Ils étaient voisins et avaient le même âge, se connaissant depuis leurs 6 ans, le jour où la famille de Daniel était venue s’installer à côté de la maison des Swanson. Sa famille avait alors invité la sienne pour fêter la crémaillère, et Daniel s’était osé à venir lui parler. À l’époque, Eugène était très timide envers les inconnus vu qu’il ne les côtoyait pas beaucoup, mais finalement, le courant passa très bien entre eux et ils jouèrent ensemble jusqu’à la fin de la soirée. Depuis, une grande histoire d’amitié naquit entre les deux jeunes garçons et il ne se passait plus un jour sans qu’ils ne se voient. Ils étaient devenus inséparables et l’un ne pouvait se passer de la présence de l’autre.  Ce ne fut qu’à force des années qu’ils se rendirent compte que leur attachement allait au-delà de l’amitié.

Daniel avait été l’unique personne qui n’avait jamais jugé Eugène par rapport à sa maladie. La première fois qu’il l’avait vu, il avait été surprit bien sûr, mais plus intrigué, fasciné par son apparence que dégouté ou apeuré. Un jour qu’Eugène était venu chercher son ami, en pleurs, lui demandant entre deux sanglots « Pourquoi suis-je différent ? Pourquoi ne suis-je pas comme les autres ? » Daniel lui avait répondu en séchant ses larmes sur sa joue « Tu n’es pas différent Eugène, regarde, tu es comme moi, tu as un nez, deux yeux, une bouche qui sourit et un cœur qui bat.
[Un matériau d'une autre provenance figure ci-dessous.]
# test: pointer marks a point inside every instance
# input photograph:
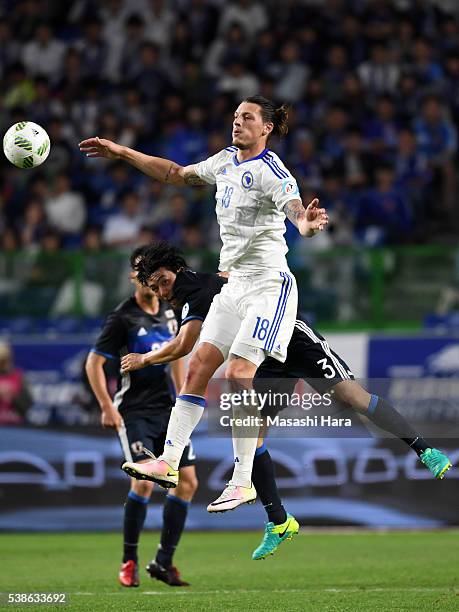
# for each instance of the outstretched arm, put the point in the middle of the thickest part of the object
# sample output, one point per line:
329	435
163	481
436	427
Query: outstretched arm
308	220
162	170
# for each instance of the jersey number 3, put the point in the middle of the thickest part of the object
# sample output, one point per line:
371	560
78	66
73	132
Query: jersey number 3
329	371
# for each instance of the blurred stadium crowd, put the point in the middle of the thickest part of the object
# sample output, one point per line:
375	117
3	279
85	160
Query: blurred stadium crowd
373	87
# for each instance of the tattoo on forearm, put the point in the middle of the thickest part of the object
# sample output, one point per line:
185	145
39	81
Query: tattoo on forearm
294	211
193	179
166	178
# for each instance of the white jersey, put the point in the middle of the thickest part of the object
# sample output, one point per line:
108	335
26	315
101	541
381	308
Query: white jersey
250	199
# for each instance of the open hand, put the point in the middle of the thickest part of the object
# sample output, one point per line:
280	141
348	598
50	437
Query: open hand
317	217
132	361
100	147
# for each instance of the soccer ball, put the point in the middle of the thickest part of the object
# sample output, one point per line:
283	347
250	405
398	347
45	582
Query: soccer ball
26	144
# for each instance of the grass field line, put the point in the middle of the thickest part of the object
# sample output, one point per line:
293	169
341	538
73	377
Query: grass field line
188	592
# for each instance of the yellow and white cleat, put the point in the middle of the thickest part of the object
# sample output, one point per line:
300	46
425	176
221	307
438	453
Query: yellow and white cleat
232	497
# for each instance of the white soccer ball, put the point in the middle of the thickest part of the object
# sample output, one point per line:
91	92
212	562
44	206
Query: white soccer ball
26	144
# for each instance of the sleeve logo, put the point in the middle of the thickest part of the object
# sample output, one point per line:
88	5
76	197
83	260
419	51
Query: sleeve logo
185	311
289	187
247	180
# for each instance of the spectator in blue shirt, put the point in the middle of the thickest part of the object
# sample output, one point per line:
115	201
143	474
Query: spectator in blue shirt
384	216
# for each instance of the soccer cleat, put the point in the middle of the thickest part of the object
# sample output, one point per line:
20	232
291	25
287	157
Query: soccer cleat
232	497
157	471
437	462
274	536
129	574
170	576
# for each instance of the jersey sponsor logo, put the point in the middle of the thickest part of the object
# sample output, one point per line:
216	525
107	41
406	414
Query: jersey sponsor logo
185	311
289	187
247	180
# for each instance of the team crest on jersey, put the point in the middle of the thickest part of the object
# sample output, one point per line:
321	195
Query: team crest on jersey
247	180
185	311
289	187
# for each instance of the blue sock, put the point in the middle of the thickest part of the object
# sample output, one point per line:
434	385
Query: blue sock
174	516
382	414
264	481
135	511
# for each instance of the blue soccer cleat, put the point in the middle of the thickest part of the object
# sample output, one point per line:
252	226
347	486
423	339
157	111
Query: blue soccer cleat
437	462
274	536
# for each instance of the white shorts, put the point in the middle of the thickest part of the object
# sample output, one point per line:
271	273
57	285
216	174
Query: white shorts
253	316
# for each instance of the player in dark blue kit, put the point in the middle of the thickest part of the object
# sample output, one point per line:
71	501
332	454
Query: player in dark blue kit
163	269
140	413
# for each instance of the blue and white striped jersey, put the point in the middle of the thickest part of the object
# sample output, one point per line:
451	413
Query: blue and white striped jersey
250	199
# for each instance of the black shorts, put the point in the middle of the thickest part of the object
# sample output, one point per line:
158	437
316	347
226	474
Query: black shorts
309	358
149	431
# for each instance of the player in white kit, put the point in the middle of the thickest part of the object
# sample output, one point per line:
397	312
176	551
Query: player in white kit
254	315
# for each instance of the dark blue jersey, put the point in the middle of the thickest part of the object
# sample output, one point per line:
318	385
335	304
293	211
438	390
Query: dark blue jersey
129	329
195	292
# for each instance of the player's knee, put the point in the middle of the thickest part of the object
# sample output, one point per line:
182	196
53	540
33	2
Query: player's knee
352	395
144	488
238	369
194	369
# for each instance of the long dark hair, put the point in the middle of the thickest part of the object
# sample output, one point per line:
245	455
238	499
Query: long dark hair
158	255
270	113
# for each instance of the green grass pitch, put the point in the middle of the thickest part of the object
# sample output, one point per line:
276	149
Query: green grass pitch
316	571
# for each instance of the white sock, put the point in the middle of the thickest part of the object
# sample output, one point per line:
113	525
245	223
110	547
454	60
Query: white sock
244	446
185	415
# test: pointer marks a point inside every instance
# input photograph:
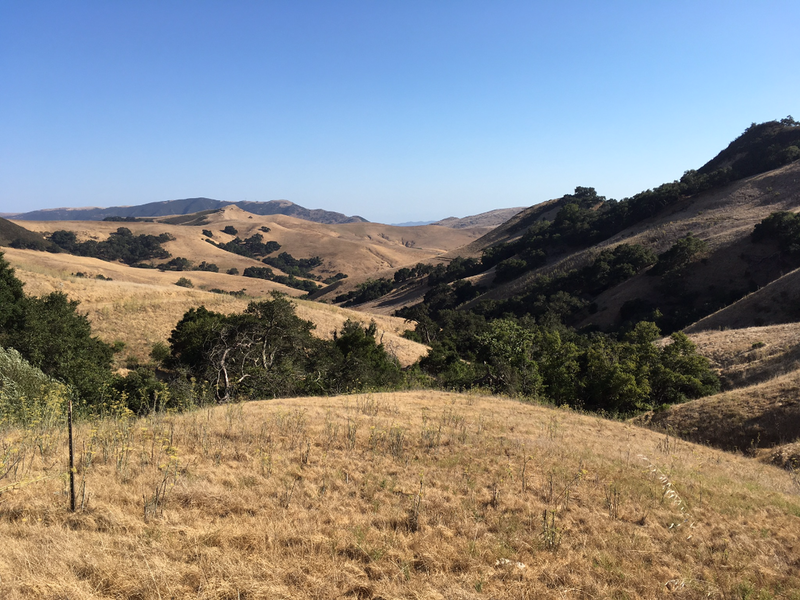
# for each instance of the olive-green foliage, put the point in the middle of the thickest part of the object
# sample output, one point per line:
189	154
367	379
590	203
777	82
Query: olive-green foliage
55	338
176	264
252	247
358	361
369	290
28	397
50	334
299	267
268	352
595	371
11	295
142	392
120	245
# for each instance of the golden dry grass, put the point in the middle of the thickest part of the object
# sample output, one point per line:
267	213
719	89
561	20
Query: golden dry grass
751	355
762	415
357	249
409	495
144	311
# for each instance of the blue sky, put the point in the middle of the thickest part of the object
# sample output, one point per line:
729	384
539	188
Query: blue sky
395	111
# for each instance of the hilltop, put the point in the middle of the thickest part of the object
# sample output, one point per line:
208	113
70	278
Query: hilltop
416	494
185	207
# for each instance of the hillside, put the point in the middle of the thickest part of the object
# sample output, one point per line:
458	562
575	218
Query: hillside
11	232
714	209
184	207
140	307
417	494
352	248
492	218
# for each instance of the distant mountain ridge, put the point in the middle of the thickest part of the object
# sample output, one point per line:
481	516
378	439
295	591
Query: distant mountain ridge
491	218
189	206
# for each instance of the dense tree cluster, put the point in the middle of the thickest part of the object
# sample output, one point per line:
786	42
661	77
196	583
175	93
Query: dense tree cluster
267	351
299	267
288	280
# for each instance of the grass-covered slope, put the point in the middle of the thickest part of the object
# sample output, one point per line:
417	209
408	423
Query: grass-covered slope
11	233
412	495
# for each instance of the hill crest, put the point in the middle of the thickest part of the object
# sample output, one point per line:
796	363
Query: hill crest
187	206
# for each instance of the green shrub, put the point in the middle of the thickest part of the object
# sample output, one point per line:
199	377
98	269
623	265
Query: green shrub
28	397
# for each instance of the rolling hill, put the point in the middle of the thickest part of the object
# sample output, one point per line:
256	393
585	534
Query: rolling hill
184	207
416	494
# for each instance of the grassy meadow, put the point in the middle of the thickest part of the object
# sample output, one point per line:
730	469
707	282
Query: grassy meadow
397	495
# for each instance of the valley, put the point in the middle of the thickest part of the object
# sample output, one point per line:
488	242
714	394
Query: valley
594	398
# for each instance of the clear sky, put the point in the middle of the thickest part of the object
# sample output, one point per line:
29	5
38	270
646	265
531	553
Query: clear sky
392	110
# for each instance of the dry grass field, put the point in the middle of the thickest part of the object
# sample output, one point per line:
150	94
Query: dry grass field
751	355
357	249
759	411
141	306
406	495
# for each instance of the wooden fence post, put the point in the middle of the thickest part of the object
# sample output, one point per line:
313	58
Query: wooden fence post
71	461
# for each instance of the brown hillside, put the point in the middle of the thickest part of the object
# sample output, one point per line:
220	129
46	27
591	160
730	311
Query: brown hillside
759	416
777	302
357	249
141	306
489	219
743	357
410	495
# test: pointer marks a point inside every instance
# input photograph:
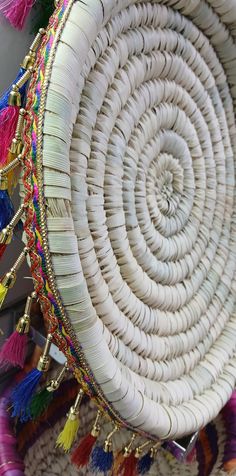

Nous sommes tous pareils et différents à la fois, mais nos différences ne sont pas un défaut, elles nous rendent uniques ! ». Ces mots avaient apaisé le jeune garçon qui ne chercha plus, dès lors, à combattre sa différence car au moins, elle était une qualité aux yeux d’une personne. La personne pour qui il voulait être unique.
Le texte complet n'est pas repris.